硬膜外フェンタニルとPONV──「階層化」で考える予防と治療

硬膜外フェンタニルシリーズ第3弾は、 PONV(術後の悪心おう吐)対策です。

「硬膜外入れてるのに吐く」 「フェンタニル使ってないのに気持ち悪がる」 「とりあえずオンダンセトロン入れとけば?」

このあたり、なんとなくの経験則で動いている人は多いはず。 しかし、PONV は世界的にきちんと階層化と多剤併用のガイドラインが整備されている領域。対応は、なんとなくエビデンスから遠いところに行ってしまいます。

今日は、Apfel スコアと 第4版 PONVコンセンサス・ガイドライン(Anesth Analg 2020)を骨格に、硬膜外フェンタニル特有の論点を交えて整理します。

なぜ硬膜外フェンタニルで PONV が起きるか

まず原理から。 [シリーズ第1回] で書いたように、硬膜外フェンタニル(特に持続投与)は、脂溶性が高いため硬膜外腔から血管へ素早く吸収され、最終的に 静注と同等の血漿濃度 に達します。

PONV は中枢性・・・・延髄の chemoreceptor trigger zone (CTZ) にある μ-オピオイド 受容体を介して引き起こされる現象なので、

硬膜外フェンタニル(持続)の PONV リスクは、薬物動態的に静注オピオイドのそれと同等

と考えるひつようがあります。「硬膜外だから PONV 減らせるはず」という思い込みは、フェンタニルに関しては成立しません!

(対照的に、硬膜外モルヒネは髄液移行してから脳室周囲の オピオイド 受容体に上行するため、また別経路で PONV を起こす。これは別の話。)

まずは患者を「階層化」する──Apfel スコア

PONV 対策の世界標準は、20年以上前に Apfel CC らが出した4因子の簡易リスクスコア[1]。 PubMed によれば、Anesthesiology 1999 のこの論文で、次の4つの独立リスク因子が示されました。

Apfel スコア(各1点)
女性
PONV または動揺病の既往
非喫煙者
術後オピオイド使用予定

スコアと PONV 発生率の関係:

スコア PONV 発生率
0 約 10%
1 約 21%
2 約 39%
3 約 61%
4 約 79%

シンプルですが、臨床現場ではこれで十分に層別化できます。 「スコア2以上で予防的制吐薬を考慮」が伝統的な閾値です。

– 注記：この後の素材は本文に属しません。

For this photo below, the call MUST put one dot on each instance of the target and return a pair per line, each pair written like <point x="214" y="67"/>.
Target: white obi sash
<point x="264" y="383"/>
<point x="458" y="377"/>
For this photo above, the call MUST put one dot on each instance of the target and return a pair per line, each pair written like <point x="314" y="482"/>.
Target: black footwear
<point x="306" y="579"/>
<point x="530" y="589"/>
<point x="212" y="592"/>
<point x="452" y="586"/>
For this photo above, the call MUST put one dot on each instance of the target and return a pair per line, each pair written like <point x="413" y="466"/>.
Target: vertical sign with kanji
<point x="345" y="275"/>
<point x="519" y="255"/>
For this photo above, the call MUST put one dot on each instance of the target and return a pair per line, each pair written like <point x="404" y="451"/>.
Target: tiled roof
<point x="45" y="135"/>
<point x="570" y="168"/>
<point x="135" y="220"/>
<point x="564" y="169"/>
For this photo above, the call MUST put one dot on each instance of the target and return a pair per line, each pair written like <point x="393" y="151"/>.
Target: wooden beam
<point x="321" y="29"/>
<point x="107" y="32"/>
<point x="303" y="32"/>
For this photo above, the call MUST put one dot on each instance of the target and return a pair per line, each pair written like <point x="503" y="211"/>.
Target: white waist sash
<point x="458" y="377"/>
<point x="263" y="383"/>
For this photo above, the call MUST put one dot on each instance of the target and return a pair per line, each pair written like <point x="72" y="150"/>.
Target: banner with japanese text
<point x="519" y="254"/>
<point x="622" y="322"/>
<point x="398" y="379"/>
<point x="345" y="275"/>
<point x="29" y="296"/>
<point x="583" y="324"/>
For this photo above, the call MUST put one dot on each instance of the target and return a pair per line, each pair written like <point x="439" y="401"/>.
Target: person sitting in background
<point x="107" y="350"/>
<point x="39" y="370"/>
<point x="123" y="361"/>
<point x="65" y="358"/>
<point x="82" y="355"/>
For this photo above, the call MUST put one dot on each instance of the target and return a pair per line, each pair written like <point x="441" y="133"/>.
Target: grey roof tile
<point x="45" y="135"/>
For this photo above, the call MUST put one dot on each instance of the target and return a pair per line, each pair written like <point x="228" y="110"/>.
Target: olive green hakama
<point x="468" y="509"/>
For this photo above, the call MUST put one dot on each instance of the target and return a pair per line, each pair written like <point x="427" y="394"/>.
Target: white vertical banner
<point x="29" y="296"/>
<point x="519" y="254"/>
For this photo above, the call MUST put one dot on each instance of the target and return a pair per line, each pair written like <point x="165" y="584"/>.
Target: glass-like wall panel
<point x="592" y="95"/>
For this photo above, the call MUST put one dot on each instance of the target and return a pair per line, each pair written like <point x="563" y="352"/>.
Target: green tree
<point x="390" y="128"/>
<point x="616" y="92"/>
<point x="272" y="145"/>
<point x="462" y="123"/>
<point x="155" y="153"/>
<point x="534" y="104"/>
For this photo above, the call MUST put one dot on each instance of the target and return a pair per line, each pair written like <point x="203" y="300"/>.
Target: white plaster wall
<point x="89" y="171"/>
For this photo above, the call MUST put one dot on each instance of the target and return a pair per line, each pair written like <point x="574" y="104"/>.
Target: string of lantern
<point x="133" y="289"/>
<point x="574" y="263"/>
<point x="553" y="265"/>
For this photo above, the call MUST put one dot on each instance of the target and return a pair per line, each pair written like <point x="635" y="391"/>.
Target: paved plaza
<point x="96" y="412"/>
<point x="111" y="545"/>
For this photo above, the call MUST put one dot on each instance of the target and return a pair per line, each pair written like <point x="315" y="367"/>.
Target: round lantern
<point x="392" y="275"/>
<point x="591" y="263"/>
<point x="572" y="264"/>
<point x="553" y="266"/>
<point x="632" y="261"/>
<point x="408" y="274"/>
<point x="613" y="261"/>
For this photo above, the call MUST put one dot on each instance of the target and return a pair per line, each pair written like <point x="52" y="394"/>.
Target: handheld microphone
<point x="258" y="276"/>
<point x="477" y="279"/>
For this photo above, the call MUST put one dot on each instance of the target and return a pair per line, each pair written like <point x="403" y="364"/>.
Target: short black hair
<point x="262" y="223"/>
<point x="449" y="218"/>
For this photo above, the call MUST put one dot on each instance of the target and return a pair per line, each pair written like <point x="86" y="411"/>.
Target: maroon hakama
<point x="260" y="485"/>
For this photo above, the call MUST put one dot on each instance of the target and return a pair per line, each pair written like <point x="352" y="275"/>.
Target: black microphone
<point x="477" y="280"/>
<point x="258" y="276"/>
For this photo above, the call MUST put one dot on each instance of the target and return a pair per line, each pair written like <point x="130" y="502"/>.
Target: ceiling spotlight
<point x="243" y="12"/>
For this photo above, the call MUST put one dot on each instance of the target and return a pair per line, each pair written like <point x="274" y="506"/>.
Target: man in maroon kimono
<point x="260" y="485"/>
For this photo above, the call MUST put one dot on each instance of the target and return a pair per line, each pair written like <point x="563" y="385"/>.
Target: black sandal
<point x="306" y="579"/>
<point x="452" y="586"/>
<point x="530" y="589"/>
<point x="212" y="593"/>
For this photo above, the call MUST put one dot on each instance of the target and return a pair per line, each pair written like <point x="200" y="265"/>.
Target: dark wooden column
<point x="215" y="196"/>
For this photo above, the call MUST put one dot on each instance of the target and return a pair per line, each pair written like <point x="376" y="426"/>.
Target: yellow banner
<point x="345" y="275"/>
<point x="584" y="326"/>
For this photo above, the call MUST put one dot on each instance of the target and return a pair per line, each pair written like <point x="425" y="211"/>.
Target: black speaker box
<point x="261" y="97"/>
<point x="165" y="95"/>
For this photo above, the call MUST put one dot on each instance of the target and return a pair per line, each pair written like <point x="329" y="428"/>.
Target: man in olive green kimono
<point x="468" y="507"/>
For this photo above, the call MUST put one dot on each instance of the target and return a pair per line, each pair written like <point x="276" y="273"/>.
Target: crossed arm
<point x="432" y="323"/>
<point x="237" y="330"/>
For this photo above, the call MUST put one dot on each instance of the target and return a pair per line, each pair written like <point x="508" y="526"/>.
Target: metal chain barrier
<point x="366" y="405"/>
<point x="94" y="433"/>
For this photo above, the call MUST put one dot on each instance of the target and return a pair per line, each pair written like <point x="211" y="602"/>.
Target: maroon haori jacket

硬膜外フェンタニルは「術後オピオイド使用」にカウントするか?

これは現場でしばしば論争になるところ。 カウントすべき が私の立場です。理由は前述のとおりで、硬膜外フェンタニル持続は薬物動態的に静注と等価。元のスコア構築論文の「術後オピオイド」は実臨床における「あらゆる経路の周術期オピオイド曝露」を反映していると解釈するのが妥当です。

ということは──硬膜外フェンタニルを使う患者は、最初から Apfel 1点以上が確定。女性・非喫煙者・動揺病歴のいずれかが加われば、容易に 2〜3点に達します。

「硬膜外フェンタニル+成人女性+非喫煙」だけで Apfel 3点 = PONV 61% という現実を直視するところから始まります。

第4版 PONVコンセンサス・ガイドライン(2020)の枠組み

Gan らの 第4版 PONVコンセンサス・ガイドライン[2]は、PONV 管理を (1) リスク階層化 →(2) ベースラインリスク低減 →(3) 階層別予防 →(4) レスキュー治療 の4段階で整理しています。これはいまも世界標準。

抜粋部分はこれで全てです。